G-protein-coupled receptors (GPCRs) responsive to a range of nutrients and other food components have been identified, and many are localized to intestinal chemosensory cells, eliciting hormonal and neuronal signaling to the brain and periphery.
Extracellular ligand-binding to GPCRs induces conformational changes that alter a receptor's interface with cytosolic effectors, primarily the membrane-bound heterotrimeric guanine nucleotide-binding G-proteins, alpha, beta, and gamma, which, once activated, dissociate and stimulate their respective effector pathways. The G-proteins are encoded by at least 16 different alpha subunit genes, 4 beta subunit genes, and 11 gamma subunit genes. They are primarily classified based upon their alpha subunits and the corresponding downstream signaling pathways they recruit and can be grouped into four families: G alpha s, G alpha i, G alpha q, and G alpha 12/13. G alpha s stimulates adenylate cylase (AC) and consequently elevates the concentration of cyclic adenosine monophosphate (cAMP) within a cell. G alpha i inhibits AC and decreases intracellular cAMP. G alpha q stimulates phospholipase C (PLC), leading to the generation of diacylglycerol (DAG) and inositol triphosphate (IP3), which respectively activate protein kinase (PK) C and trigger Ca2+ release from intracellular stores. The consequent elevation of cytoplasmic Ca2+ activates the Ca2+-sensitive transient receptor potential channel M5 (TRPM5) triggering membrane depolarization and activation of voltage-gated Ca2+ channels thereby triggering the influx of Ca2+ Members of the T1R family of taste receptors function as molecular complexes. For instance, the heterodimeric T1R2/T1R3 sweet taste receptor binds sweet stimuli, whereas T1R1/T1R3 recognizes amino acids. TRPM5, has been specifically linked to bitter and sweet signal transduction. TRPM5 has been identified as a voltage-modulated, Ca2+-activated, monovalent cation channel that activates and deactivates rapidly, thereby inducing transient membrane depolarization.

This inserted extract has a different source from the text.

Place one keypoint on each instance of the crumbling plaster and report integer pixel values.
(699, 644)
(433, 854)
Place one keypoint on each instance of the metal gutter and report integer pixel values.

There are four principal GPCRs identified to respond to free fatty acids, FFAR1-FFAR3 and GPR120 FFAR1 (GPR40) and GPR120 respond to medium-chain fatty acids to LCFA and are predominantly G alpha q coupled, whereas FFAR2 and FFAR3 are stimulated by SCFA, produced in the distal gut by fermentation of dietary fiber.
Among the GPCRs, the strongest candidate amino acid sensor in EECs is currently CaSR. This receptor was originally identified as the Ca2+ sensor in the parathyroid gland, but is also found throughout the GI tract in a number of cell types where it has been linked to numerous physiological responses, including motility.
Both GPCR-dependent and -independent pathways have been implicated in peptide and amino acid detection. Some amino acids, like glutamine, have been shown to depolarize EECs as a direct consequence of their electrogenic uptake via sodium-coupled transporters, resulting in voltage-gated Ca2+ entry and Ca2+- dependent stimulation of secretion and in turn the release of gastrointestinal (GI) peptides.